Wait, the pilot didn't think it would fly? That's not very reassuring. Look, dude, the plane doesn't get its forward motion from the landing gear. The wheels don't drive the plane, OK? The propeller does. That's why they call it that. It propels the plane. The plane won't sit still just because it's sitting on a moving surface. I thought the Navy doped this out years ago before they spent so much money building aircraft carriers.

(While filming "Six Days, Seven Nights", Harrison Ford [who actually can fly a plane] had to explain this to the director, who wanted Ford to taxi around without starting the propeller. He's good but he's not that good. While you're at it, see about holding the tide back too. Let me know how that goes for you.)

The question I thought this was about, which I think probably still is a good question (and is probably what some people thought the stunt was actually about), is whether the propeller, all by itself, can move enough air over the wings to generate enough lift to fly the plane without actual forward motion. I'm reasonably sure the answer to that one is "heck, no", but wouldn't it be neat to be proven wrong?


Anonymous said...

Until they did the small-scale on Jamie's treadmill, I was sure the plane wouldn't take off. It took seeing it happen to show me where I was going wrong.

Then again, I'm not a licensed pilot.

Anonymous said...

Yes, the answer is 'no.' But see this:


Daniel said...

Okay, I'm amazed. I'll admit I don't understand much of the Channelwing material, but I'm astounded that there's enough wiggle room in modern physics for something that demonstrably works as advertised to be so controversial.

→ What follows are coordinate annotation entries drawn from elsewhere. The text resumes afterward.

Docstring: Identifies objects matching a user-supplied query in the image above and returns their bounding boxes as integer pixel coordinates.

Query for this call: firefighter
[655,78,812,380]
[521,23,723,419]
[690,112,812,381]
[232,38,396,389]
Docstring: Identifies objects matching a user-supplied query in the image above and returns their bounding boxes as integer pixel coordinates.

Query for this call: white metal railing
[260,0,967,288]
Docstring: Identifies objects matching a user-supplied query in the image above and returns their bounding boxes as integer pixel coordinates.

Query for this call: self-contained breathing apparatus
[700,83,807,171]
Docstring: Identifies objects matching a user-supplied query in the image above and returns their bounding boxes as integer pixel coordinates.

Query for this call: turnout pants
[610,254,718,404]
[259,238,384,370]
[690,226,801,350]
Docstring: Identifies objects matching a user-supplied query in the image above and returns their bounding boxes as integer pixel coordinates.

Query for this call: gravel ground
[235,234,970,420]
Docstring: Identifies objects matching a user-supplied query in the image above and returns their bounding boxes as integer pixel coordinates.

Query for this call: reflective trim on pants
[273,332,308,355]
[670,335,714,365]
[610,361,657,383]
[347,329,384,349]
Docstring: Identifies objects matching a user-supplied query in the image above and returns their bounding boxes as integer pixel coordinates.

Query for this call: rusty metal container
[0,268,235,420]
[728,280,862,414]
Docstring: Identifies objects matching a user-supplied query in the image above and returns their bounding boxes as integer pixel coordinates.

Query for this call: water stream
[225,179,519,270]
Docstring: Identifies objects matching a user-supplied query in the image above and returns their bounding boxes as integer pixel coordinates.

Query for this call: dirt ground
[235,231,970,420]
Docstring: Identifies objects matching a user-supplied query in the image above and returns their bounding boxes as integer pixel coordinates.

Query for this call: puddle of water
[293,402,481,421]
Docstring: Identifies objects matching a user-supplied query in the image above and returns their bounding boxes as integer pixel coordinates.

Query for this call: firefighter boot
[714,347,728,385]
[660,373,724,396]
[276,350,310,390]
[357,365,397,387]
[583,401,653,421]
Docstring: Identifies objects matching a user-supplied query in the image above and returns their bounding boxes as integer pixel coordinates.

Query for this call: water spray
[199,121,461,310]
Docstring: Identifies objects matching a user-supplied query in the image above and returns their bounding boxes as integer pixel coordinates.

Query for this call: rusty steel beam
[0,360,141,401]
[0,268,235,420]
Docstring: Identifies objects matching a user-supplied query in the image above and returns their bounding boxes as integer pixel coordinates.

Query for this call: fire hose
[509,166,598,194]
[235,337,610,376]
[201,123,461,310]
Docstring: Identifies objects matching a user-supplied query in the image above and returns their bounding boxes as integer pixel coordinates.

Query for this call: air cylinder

The universe is not only stranger than we imagine, it is stranger than we can imagine.

John C. said...

You COULD use a conveyor belt to accelerate an airplane, but you would first have to lock it to the the belt so the wheels (which are designed to reduce friction with the substrate, after all) will not simply roll in reverse, so it will match the speed of the belt before being released. On an aircraft carrier, the planes are traveling with the speed of the carrier before takeoff, partly because the speed imparted to them was imparted gradually, and because an airplane on an aircraft carrier spends most of its time tied down, so it won't inconveniently roll about. The catapults are because the 35 or more knots a carrier gives, plus the prevailing wind, is still not enough for most modern airplanes to fly.